I turned 29 on Christmas Eve--my last year as a 20-something. My 20s have been strange. There were huge highs and huge lows.
I graduated from college, tried out about five different career paths, moved to Mexico, learned Spanish, got my heart broken, fell in love, learned to dance, ruined a few friendships, finally understood how to pick good friends, struggled to understand how to pick good men, lost a loved one, more or less figured out what I’m good at, got depressed, got healthy, got happy.
Here are 29 ideas and lessons from the past decade that I’m taking with me as I live my last year as a 20-something.
- Failing (I mean REALLY failing) isn’t as scary as it sounds. Before last year I had never really failed at anything, at least not anything important. There were things I started and then stopped and projects I didn’t do so well, but none of it could be considered a colossal failure––the kind worthy of a nervous breakdown or a 1,100 mile hike alone. This past year I failed in a really big way for the first time in my life. I put money and a lot of time into something that didn’t pan out. And I’m still okay. So, failure doesn't have to be devastating.
- Be a fangirl/boy, and don't hide it. It’s important to admire other people because it motivates you to go after your dreams and make stuff happen. I fan girl over Tavi Gevinson, Lena Dunham, Bethany Mota and Kathleen Hannah. Plus Brooke Seward, Madelynn Hackwith Furlong and the women who started Zady.
- Learn a new language. It will allow you to understand and consume a much wider range of literature, art and cultures, and you’ll be able to connect with more people.
- Living in another country is something everyone should do. I recommend doing it in your 20s because it will give you an amazing experience to take with you for the rest of your life. But if you’re in your 30s, 40s, 50s or beyond and you’re dreaming of moving to another country, you can (and should) still make it happen.
- Don't hate what's new before you take the time to truly understand it.
- Don’t be a purist. You’ll get left behind.
- Read above your level. Even if you only understand 60% of something, it will push you to think bigger.
- Make time for movement every single day, whether it’s walking, running, dancing or spinning around in circles.
- 90% of being a good dancer is about being confident and acting like you know what you’re doing. This is probably true for a lot of other skills as well.
- Treat your friends well. True friendships take months or even years to build and only a second to knock down.
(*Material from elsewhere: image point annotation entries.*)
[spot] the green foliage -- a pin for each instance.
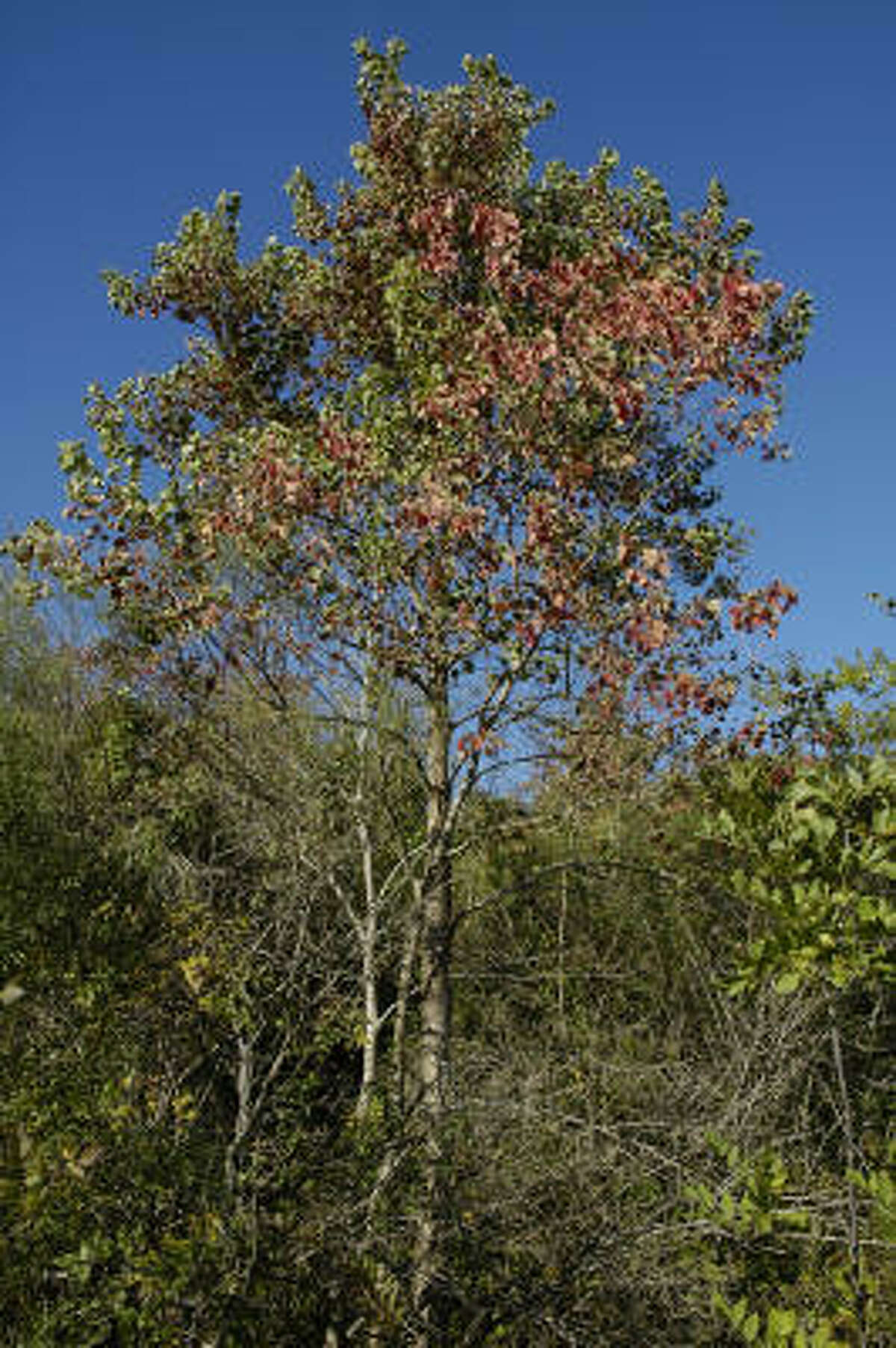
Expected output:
(812, 850)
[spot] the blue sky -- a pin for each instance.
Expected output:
(119, 117)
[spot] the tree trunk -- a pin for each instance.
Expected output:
(435, 1014)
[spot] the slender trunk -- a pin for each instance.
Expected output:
(368, 936)
(367, 926)
(435, 1013)
(860, 1308)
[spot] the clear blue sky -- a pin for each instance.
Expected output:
(120, 117)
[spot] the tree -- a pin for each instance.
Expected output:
(458, 438)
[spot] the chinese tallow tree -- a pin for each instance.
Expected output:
(455, 435)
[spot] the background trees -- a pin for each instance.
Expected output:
(427, 494)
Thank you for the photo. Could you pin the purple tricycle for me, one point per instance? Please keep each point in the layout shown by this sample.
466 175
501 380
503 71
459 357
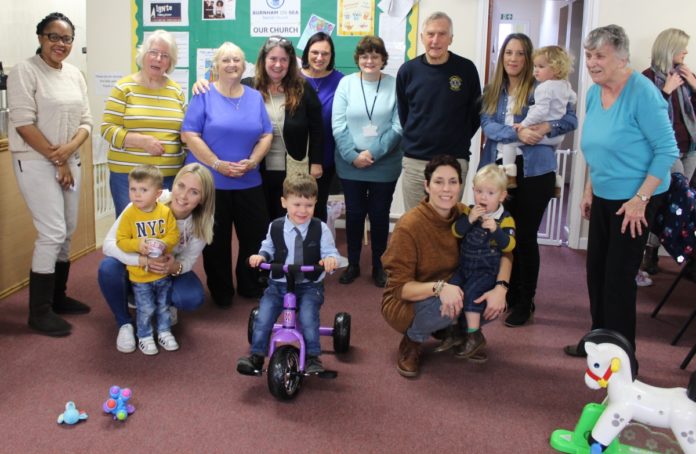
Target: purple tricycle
287 362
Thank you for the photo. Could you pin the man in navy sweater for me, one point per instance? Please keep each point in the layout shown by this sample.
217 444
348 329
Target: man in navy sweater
438 95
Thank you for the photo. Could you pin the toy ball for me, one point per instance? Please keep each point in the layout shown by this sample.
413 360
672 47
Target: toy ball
117 403
71 415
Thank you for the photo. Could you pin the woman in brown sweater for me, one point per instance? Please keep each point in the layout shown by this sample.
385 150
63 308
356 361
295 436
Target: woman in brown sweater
421 256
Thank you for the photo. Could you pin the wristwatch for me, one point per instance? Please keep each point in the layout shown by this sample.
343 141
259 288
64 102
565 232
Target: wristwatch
504 284
644 198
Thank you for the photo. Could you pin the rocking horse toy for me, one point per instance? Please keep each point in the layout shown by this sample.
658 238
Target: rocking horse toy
611 364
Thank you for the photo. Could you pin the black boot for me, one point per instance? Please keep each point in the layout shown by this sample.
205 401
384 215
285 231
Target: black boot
41 315
63 304
649 263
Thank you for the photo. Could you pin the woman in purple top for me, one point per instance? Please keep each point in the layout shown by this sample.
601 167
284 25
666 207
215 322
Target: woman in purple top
318 61
228 110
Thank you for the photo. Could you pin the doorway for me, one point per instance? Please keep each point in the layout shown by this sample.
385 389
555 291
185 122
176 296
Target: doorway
546 22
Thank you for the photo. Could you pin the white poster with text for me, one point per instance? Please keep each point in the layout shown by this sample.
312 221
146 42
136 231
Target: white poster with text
275 17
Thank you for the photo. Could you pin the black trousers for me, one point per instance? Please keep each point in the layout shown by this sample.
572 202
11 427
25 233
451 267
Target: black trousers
245 210
613 259
273 191
324 184
527 204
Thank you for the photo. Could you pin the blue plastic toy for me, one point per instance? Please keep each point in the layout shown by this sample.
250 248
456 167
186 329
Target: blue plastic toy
117 404
71 415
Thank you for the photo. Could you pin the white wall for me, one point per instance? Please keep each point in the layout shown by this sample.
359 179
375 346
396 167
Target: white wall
18 22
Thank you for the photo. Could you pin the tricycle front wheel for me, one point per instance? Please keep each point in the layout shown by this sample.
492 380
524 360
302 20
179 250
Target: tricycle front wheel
284 375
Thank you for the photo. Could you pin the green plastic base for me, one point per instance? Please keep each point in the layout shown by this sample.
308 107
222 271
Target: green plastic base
575 442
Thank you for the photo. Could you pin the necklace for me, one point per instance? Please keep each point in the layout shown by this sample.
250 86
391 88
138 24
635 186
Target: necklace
235 104
316 86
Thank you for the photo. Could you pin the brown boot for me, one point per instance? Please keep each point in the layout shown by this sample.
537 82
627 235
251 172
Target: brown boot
474 342
408 364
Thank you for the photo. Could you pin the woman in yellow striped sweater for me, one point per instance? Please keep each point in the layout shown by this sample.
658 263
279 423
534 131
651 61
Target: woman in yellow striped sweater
143 116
- Not all friendships are meant to last forever. In fact, most won’t. There will be people that you connect with deeply and then, at some point, you’ll drift apart, maybe because of geography, partners, kids or social politics within your group of friends. This is sad but normal.
- Don't expect too much from other people. You will be disappointed.
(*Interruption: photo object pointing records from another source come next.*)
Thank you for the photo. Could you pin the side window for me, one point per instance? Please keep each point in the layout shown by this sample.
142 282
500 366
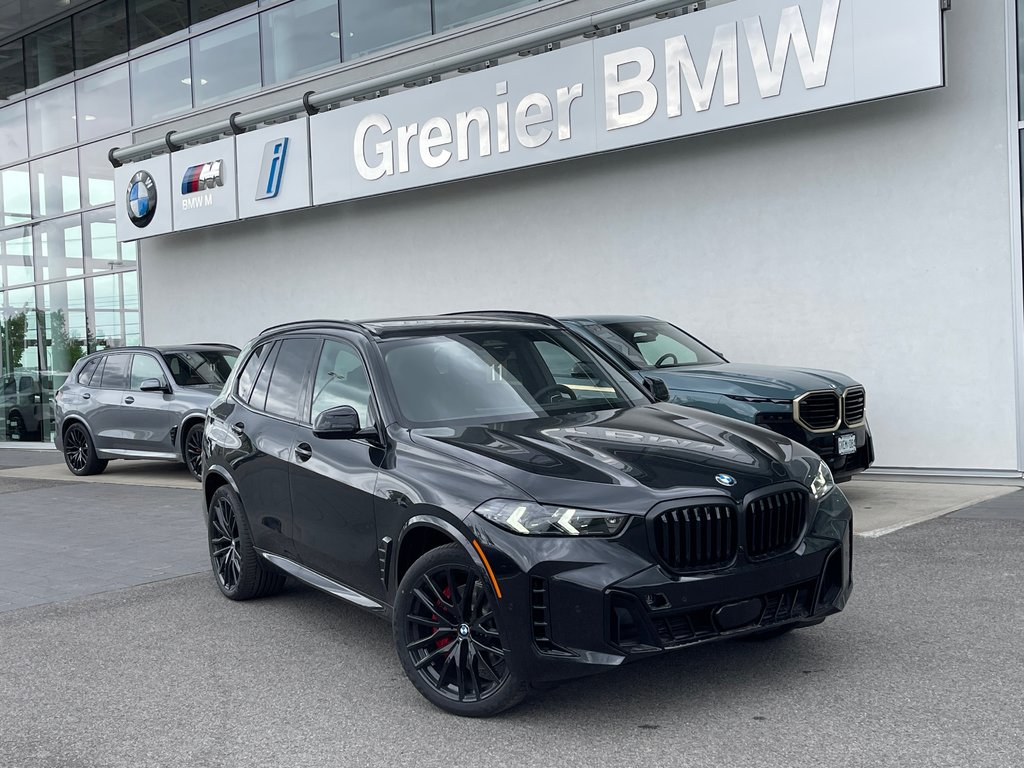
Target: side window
115 375
144 367
247 377
341 380
85 377
290 369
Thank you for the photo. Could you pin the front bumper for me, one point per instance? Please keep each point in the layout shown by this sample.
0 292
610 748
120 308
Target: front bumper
571 607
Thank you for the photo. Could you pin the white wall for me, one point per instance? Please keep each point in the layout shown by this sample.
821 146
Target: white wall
872 240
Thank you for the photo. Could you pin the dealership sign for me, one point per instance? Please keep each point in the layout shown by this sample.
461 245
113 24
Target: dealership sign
737 64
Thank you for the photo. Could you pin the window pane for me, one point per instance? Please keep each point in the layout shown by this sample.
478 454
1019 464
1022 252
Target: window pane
341 380
369 27
51 120
11 69
103 103
225 62
204 9
54 184
96 172
15 205
299 38
15 257
100 32
450 13
144 367
48 53
13 134
161 85
58 248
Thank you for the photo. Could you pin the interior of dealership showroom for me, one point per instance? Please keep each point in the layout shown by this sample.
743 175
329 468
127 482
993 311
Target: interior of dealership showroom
811 183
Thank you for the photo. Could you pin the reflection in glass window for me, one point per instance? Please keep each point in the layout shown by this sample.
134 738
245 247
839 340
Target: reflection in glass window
96 172
15 257
58 248
15 204
225 62
54 184
11 69
115 302
299 38
100 32
152 19
48 53
103 103
101 250
51 120
13 134
369 26
449 13
204 9
161 85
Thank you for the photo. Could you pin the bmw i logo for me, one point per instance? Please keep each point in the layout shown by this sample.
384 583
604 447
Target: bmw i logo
141 199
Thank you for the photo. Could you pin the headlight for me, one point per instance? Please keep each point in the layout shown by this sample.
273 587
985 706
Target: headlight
822 481
535 519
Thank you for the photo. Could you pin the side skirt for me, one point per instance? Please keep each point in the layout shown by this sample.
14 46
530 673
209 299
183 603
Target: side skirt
321 582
- Ask lots of questions. This is a great way to make new friends, and you’ll instantly become more likeable.
- Love isn’t always enough. There are so many other factors that go into making a relationship work.
- There's not one kind of romantic love. You can love someone in many different ways, and you have to decide which way is most important to you.
- Appreciate how you look at every age. The face you have now is the one you’ll want 10 years from now.
- Nothing is more important than your health (no deadline, boss, partner or family member). You have to be healthy to succeed at anything you want to do in life.
- If you have health problems, don’t give up hope. I know sometimes it can seem completely hopeless and like doctors have no idea what they’re doing. Just keep trying new things, educating yourself and testing out doctors. You’ll find something that works for you.
- It's okay to be a late bloomer (intellectually/creatively/professionally). Some of the most prolific artists and writers were late bloomers.
- You can be both creative and analytical. Paradoxes are okay––they make life more interesting.
- Money isn’t the most important thing in life, but it’s pretty damn important. Live within your means, learn how to save and figure out how to make the money you need to live the kind of life you want.
- Have an emergency fund. A big one.
- You don't always have to try to be better. It's OK to just be.
- Life is actually pretty long. There’s a lot of time to do the things you want to do, but be deliberate about how you spend your days (including deliberately choosing to watch crappy TV or lay in bed until 1pm... we all need down time).
- The death of a loved one fucking sucks. Nothing can prepare you for what it’s like when someone close to you passes away.
- People can be pretentious and mean. Don't dwell on it. Be friends with them anyways or do your own thing, but if you chose the latter don't let them take up space in your brain.
- If you are close with your family and enjoy spending time with them, you are VERY lucky. Not everyone feels like they can go to their family for love and support, and not everyone gets along with the parents or siblings.
- Pets make life better.
- Don’t let “life” get in the way of living your dreams. There’s always a good excuse for delaying starting that project you’ve been thinking about. If you’ve had an idea rolling around in your head for a while, write down the first step required to make it happen and do it today
One more: You don't have to have it all figured out. Few people leave their 20s knowing what they want to do with their life, but most leave feeling more comfortable with that uncertainty. And that's a good feeling.